If the problem no longer exists then please close this bug or I'll do so in a
few days if there is no additional information lodged.

Cheers
Chris

Comment 21 Chuck Ebbert 2007-09-20 15:20:55 UTC
(In reply to comment #20)
> 
> I'm reviewing this bug as part of the kernel bug triage project, an attempt to
> isolate current bugs in the fedora kernel.
> 

Please don't change status when it's MODIFIED, as that means a patch for the
problem is in testing.

Comment 22 Christopher Brown 2007-09-20 15:55:05 UTC
(In reply to comment #21)

> Please don't change status when it's MODIFIED, as that means a patch for the
> problem is in testing.

Apologies - I did not realise that. I have updated the wiki to reflect this.

Cheers
Chris


Comment 23 Chris Snook 2007-09-20 17:44:35 UTC
Patch is merged in 2.6.23-rc7 with a "we don't know why, but this helps"
comment.  I figured out the problem last night and sent a patch to Jeff Garzik
to update the comment with an explanation.  Basically, the atl1 chip can do DMA
to 64-bit addresses, but all of the rings have to be within a single 4GB-aligned
block.  In other words, it's just 32-bit DMA with an option to work around
BIOSes that reserve a huge amount of low physical address space.  The clean fix
is the one we're already using, which is 32-bit DMA.

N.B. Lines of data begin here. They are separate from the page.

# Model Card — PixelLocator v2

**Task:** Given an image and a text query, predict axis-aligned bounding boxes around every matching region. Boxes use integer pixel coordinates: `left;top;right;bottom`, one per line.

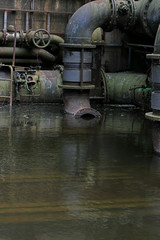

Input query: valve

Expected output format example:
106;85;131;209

32;29;51;48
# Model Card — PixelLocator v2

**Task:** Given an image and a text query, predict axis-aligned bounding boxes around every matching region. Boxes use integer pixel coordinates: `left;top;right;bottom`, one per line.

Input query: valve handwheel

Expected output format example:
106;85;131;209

33;29;51;48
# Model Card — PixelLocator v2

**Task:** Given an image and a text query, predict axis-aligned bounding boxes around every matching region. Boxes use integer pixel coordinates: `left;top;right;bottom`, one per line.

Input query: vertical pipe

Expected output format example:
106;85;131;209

80;48;84;87
30;0;34;28
31;0;34;10
12;28;17;67
26;12;29;31
3;10;8;29
9;66;13;108
47;13;51;32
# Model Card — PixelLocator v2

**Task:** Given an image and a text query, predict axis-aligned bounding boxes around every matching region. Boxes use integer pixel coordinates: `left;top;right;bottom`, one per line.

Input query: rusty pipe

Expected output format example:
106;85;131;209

0;47;56;63
65;0;111;43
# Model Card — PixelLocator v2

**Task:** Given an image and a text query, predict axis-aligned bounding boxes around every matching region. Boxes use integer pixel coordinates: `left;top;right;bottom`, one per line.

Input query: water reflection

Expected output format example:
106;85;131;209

0;105;160;240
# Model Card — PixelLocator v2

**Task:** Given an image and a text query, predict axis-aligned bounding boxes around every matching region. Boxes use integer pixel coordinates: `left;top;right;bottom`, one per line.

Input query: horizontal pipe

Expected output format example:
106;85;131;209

65;0;111;43
0;58;43;65
0;47;56;63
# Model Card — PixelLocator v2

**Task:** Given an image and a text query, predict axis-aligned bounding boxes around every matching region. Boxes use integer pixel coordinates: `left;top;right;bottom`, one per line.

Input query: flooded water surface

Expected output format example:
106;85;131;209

0;105;160;240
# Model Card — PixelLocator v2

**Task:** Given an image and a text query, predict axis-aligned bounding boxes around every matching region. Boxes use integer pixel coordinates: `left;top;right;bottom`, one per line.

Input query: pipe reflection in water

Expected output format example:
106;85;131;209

0;104;160;240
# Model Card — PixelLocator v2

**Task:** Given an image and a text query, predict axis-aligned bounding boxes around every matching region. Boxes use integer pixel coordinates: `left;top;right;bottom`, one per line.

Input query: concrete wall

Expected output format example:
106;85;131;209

0;0;86;35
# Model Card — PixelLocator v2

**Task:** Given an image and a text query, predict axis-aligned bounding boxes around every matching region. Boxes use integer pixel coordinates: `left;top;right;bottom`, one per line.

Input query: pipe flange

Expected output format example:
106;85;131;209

75;108;102;119
142;0;153;38
117;0;136;31
126;0;136;29
103;0;118;32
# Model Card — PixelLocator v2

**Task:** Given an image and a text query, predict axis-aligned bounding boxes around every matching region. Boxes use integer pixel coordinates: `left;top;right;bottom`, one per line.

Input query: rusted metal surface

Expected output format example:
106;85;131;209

0;65;14;103
16;70;62;103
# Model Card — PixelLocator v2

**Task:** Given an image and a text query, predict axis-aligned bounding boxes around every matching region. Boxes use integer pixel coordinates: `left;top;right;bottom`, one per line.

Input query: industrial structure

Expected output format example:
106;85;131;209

0;0;160;121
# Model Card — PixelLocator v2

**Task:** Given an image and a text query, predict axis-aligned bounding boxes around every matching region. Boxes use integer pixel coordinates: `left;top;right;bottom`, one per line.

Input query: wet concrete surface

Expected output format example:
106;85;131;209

0;104;160;240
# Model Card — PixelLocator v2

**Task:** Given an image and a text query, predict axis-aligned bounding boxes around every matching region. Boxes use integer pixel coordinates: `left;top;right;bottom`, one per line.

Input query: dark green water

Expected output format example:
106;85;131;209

Comment 24 Pedro Morais 2007-09-21 07:50:34 UTC
Hi,

Unfortunately I'll only be able to test this at the end of this month, that's
when  I'll have access to this machine.

Thanks,
Pedro Morais

Comment 25 Pedro Morais 2007-09-27 11:56:34 UTC
Just checked it; did some stress tests (copied large amounts of data) that
previously would always kill the server.
Everthing is ok, we can close this one.